Quien corta puede hacer
uno o varios cortes, que es tanto como dividir la baraja en los montones
que quiera. Lo normal es hacer un sólo corte, que la divide en dos
montones. Puede barajar, pero el último que baraja es el que da las
cartas.
Si la persona a quien
le corresponde cortar no quiere hacerlo, con que toque el montón es
suficiente. Se entiende como una muestra de confianza hacia quien ha
barajado.
También, algunas
veces, este jugador encargado de cortar en lugar de hacerlo levanta la
primera carta del mazo y la señala como triunfo. Son, ésta y la
anterior, maneras de hacer infrecuentes, que no perjudican ni benefician
a ninguna de las partes,
pero en cierto aspecto
restan seriedad al juego.
Acto seguido, une
nuevamente la baraja el jugador que haya de darlas, cogiendo primero el
montón que ha quedado sin tomar y colocándolo, sucesivamente, encima
del montón o montones cortados, y reparte las cartas por encima en dos
vueltas, tres en cada una, hasta seis que serán las que recibirá cada
jugador.
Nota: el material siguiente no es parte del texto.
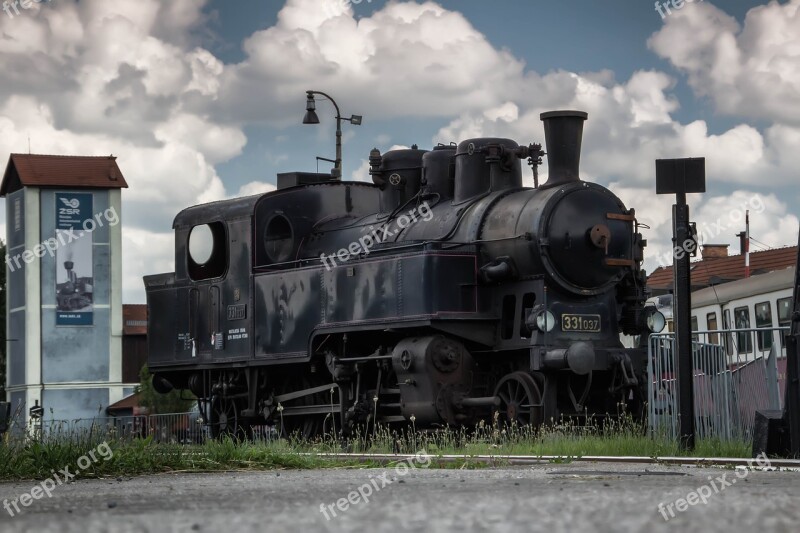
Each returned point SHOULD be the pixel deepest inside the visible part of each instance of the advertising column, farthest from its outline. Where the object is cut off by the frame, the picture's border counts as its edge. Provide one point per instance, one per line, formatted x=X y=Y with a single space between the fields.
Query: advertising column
x=74 y=259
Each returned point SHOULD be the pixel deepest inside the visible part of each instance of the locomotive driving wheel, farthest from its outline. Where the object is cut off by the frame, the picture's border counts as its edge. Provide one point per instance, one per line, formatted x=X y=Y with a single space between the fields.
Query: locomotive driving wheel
x=308 y=426
x=520 y=399
x=225 y=419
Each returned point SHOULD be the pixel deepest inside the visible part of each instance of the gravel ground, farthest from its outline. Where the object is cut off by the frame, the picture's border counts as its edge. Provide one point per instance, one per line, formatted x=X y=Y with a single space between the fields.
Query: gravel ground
x=572 y=497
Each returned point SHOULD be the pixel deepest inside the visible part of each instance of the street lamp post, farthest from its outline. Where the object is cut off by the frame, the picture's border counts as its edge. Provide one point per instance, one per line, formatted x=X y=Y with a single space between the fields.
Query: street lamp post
x=312 y=118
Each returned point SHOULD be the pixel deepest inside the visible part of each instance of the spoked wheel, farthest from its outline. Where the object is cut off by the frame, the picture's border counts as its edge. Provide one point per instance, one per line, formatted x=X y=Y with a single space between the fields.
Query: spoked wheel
x=520 y=400
x=225 y=420
x=303 y=426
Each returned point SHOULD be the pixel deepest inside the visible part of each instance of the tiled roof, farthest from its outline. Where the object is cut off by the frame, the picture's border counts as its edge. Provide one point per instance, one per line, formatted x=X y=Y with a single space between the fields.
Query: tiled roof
x=722 y=269
x=61 y=171
x=134 y=319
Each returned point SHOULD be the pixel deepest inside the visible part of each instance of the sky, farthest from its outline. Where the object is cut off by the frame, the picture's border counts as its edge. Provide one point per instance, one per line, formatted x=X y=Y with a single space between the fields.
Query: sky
x=202 y=100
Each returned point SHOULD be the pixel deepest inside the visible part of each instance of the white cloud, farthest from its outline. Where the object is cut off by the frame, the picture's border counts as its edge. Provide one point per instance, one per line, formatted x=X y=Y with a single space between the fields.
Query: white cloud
x=255 y=187
x=751 y=71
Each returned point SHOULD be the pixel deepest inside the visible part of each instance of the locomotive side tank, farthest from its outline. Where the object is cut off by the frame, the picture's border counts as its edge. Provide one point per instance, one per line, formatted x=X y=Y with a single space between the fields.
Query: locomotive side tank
x=445 y=292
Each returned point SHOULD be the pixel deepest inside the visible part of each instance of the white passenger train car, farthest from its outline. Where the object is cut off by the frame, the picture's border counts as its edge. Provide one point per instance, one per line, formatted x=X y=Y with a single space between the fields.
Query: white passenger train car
x=763 y=301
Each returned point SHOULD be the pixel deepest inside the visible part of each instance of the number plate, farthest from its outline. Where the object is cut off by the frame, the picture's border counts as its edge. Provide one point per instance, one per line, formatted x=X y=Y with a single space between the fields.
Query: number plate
x=585 y=323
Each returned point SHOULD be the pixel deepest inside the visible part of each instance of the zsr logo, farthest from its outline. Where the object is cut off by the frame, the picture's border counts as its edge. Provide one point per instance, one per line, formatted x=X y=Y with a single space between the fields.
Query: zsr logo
x=72 y=207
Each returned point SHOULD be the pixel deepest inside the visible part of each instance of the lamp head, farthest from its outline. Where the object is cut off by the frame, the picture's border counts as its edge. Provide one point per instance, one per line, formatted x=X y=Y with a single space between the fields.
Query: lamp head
x=311 y=115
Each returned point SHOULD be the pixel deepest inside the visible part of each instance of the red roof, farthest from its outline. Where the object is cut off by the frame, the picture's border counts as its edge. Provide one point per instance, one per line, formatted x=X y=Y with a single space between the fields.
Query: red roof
x=36 y=170
x=721 y=269
x=134 y=319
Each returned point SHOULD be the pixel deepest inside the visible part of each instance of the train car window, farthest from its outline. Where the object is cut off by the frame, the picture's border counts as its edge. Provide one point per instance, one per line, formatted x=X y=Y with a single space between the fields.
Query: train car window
x=528 y=300
x=711 y=323
x=279 y=239
x=507 y=319
x=741 y=317
x=726 y=325
x=207 y=251
x=764 y=320
x=785 y=312
x=785 y=316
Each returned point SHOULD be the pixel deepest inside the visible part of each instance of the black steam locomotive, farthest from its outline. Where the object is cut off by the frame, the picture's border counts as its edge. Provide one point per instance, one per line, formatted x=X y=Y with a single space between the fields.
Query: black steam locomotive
x=443 y=293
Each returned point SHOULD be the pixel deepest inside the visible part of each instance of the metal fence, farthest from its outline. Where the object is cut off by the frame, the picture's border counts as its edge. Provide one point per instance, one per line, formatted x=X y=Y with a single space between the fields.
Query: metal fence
x=736 y=372
x=175 y=428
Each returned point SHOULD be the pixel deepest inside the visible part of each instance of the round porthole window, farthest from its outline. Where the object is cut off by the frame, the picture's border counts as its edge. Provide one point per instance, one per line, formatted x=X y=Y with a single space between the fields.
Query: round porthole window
x=201 y=244
x=279 y=239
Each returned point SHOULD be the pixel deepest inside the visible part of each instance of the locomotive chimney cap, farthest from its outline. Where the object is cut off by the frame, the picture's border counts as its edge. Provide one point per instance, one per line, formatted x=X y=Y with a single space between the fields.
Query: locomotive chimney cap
x=567 y=113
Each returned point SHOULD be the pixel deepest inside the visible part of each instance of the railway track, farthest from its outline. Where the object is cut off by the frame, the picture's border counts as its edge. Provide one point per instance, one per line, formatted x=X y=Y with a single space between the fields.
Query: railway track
x=498 y=460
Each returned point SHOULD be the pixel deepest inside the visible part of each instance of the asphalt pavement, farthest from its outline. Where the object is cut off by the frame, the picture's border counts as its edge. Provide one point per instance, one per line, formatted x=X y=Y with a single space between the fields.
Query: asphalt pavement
x=572 y=497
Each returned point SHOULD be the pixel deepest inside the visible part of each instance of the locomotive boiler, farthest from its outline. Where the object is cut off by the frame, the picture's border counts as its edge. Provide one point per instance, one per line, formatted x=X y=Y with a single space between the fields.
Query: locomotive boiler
x=444 y=292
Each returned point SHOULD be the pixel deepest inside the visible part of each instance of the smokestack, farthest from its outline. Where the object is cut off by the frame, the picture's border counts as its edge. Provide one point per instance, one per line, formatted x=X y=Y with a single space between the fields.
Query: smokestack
x=563 y=131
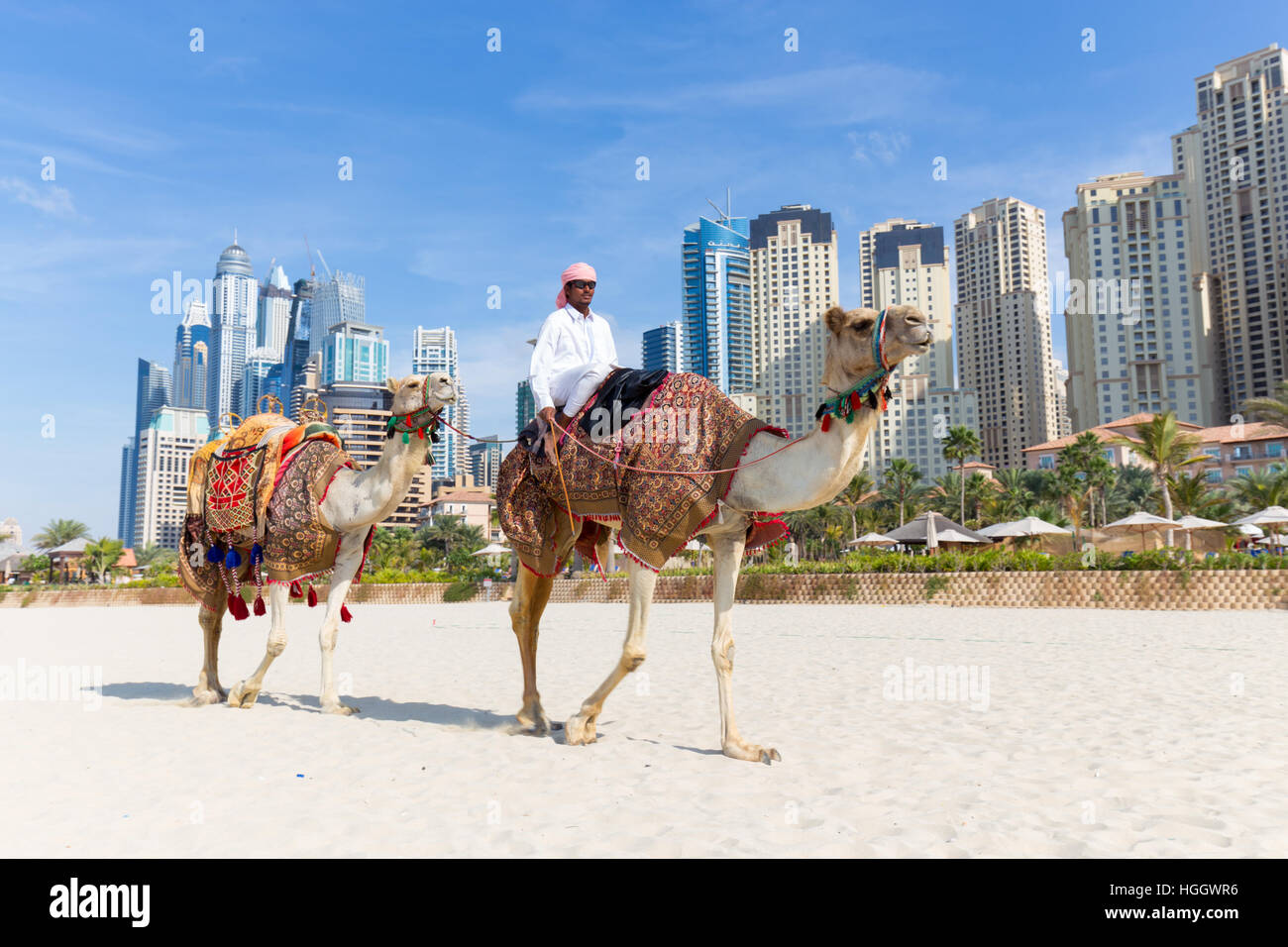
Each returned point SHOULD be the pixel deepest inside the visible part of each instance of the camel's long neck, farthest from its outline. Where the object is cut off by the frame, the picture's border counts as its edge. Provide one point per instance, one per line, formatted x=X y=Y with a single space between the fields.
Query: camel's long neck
x=809 y=472
x=377 y=489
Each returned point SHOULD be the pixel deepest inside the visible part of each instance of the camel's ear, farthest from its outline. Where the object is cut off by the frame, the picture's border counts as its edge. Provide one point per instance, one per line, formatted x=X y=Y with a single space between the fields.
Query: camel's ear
x=835 y=317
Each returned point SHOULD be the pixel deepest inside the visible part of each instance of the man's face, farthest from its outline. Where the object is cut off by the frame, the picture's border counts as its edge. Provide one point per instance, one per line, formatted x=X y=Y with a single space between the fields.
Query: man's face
x=580 y=296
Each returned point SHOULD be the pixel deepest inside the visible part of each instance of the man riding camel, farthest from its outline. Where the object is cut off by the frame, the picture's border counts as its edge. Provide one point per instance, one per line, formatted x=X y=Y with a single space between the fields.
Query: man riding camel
x=575 y=354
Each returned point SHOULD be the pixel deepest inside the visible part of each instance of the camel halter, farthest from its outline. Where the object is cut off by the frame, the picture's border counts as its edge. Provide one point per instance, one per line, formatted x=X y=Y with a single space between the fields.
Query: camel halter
x=870 y=386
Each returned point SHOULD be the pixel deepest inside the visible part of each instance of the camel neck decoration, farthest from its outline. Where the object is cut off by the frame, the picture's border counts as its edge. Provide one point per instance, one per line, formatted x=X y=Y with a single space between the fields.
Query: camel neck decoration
x=871 y=386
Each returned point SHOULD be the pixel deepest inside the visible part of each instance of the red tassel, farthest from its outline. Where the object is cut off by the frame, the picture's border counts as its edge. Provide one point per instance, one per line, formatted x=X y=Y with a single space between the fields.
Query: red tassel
x=237 y=605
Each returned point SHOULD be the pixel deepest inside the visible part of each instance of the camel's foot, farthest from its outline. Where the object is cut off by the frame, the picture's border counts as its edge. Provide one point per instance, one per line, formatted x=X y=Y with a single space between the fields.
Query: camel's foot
x=336 y=707
x=243 y=696
x=751 y=753
x=580 y=728
x=202 y=697
x=533 y=722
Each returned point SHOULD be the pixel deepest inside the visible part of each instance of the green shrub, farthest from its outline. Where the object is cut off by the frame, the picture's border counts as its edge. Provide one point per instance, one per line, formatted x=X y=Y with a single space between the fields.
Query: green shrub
x=460 y=591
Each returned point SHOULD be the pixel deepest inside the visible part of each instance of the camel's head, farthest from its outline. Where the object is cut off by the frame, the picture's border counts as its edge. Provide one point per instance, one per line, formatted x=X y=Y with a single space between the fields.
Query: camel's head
x=851 y=351
x=413 y=392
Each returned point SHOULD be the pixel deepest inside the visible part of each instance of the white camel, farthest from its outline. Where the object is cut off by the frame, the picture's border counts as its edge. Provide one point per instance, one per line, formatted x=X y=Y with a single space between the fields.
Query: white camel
x=355 y=501
x=811 y=471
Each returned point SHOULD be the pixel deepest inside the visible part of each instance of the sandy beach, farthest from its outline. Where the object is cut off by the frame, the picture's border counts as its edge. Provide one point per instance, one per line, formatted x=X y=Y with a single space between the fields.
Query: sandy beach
x=1077 y=733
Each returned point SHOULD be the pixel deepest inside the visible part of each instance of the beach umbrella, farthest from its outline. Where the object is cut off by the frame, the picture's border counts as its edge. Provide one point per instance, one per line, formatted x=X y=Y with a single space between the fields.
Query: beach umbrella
x=1142 y=522
x=1190 y=522
x=1270 y=515
x=872 y=539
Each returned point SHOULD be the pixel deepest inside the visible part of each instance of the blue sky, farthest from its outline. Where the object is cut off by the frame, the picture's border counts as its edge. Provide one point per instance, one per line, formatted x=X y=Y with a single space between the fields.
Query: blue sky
x=473 y=169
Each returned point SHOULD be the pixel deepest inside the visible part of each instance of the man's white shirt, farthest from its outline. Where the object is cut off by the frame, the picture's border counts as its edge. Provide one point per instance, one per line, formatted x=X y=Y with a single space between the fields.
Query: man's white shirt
x=567 y=341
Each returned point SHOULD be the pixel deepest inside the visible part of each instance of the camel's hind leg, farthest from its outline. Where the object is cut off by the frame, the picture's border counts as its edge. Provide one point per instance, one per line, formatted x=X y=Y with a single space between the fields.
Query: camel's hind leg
x=348 y=561
x=581 y=725
x=207 y=689
x=531 y=592
x=245 y=692
x=728 y=560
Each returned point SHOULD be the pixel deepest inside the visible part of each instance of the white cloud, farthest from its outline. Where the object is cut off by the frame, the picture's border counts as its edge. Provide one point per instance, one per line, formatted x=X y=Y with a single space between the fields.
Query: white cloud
x=48 y=197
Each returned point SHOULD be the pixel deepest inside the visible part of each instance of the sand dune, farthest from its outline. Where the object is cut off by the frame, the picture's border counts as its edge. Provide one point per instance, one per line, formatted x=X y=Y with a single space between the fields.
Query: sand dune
x=1106 y=733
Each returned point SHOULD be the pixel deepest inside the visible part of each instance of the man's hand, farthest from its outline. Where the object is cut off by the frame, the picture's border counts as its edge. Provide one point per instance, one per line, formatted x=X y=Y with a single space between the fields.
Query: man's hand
x=548 y=415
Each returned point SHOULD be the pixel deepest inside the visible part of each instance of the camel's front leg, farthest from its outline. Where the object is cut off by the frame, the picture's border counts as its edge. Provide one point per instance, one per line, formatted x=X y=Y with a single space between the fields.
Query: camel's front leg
x=531 y=594
x=207 y=689
x=580 y=727
x=728 y=560
x=246 y=692
x=347 y=562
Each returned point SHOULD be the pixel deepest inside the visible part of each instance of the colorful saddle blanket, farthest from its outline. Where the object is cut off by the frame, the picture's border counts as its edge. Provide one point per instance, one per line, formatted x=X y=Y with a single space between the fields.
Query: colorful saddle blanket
x=687 y=428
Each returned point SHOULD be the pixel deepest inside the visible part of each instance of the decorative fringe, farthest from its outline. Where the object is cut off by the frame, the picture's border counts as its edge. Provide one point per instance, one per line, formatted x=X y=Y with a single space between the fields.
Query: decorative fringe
x=237 y=607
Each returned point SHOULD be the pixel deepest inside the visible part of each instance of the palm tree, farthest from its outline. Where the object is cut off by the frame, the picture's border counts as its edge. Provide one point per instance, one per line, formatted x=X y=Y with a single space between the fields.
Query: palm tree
x=961 y=444
x=101 y=557
x=1273 y=408
x=902 y=484
x=1167 y=449
x=853 y=496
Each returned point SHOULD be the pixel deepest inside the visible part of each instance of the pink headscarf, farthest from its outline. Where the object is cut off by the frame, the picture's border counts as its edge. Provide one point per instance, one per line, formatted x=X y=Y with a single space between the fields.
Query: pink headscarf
x=578 y=270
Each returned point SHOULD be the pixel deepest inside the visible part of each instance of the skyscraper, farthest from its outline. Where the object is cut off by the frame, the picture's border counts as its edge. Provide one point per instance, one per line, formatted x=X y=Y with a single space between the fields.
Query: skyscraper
x=232 y=330
x=1004 y=326
x=154 y=390
x=662 y=347
x=795 y=278
x=165 y=446
x=434 y=350
x=1138 y=337
x=192 y=357
x=340 y=299
x=906 y=263
x=355 y=352
x=273 y=320
x=1244 y=192
x=716 y=302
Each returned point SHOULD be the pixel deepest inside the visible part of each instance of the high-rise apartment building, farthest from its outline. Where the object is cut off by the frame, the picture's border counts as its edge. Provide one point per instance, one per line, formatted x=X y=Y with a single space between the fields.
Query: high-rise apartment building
x=355 y=352
x=434 y=350
x=165 y=446
x=1004 y=326
x=1138 y=335
x=342 y=299
x=1236 y=153
x=361 y=414
x=273 y=320
x=662 y=347
x=795 y=279
x=192 y=357
x=232 y=330
x=716 y=303
x=906 y=263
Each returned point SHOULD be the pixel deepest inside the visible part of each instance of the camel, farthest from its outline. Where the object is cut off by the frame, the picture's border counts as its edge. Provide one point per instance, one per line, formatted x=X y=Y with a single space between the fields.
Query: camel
x=355 y=501
x=809 y=472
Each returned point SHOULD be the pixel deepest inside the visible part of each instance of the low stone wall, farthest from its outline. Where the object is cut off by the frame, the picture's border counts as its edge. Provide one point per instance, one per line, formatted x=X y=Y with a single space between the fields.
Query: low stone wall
x=1166 y=590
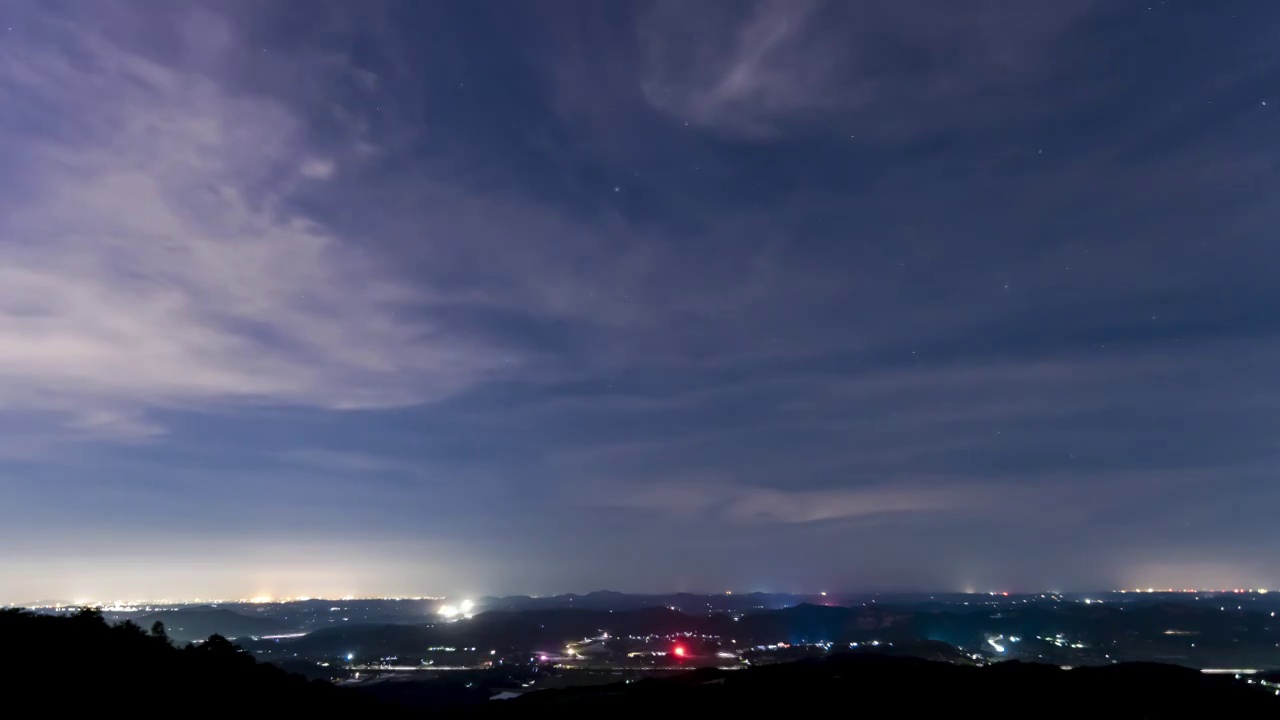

Total repartidas veinticuatro, quedarán en el corro para hacer
las robadas dieciséis.
Si al repartir las
cartas se equivoca, volverá a darlas de nuevo. Si se equivocase por
segunda vez, perderá el derecho a darlas,
pasando a hacerlo el
jugador contrario que tendrá a su derecha.
El triunfo. En
la partida por parejas la carta que hace el número veinticinco, es
decir la siguiente a la última repartida, que se deja vuelta debajo del
montón que queda para hacer las robadas, será la que marque el
triunfo. Si la partida es mano a mano sera la carta número trece la que
lo marcará, puesto que en este caso serán doce las repartidas.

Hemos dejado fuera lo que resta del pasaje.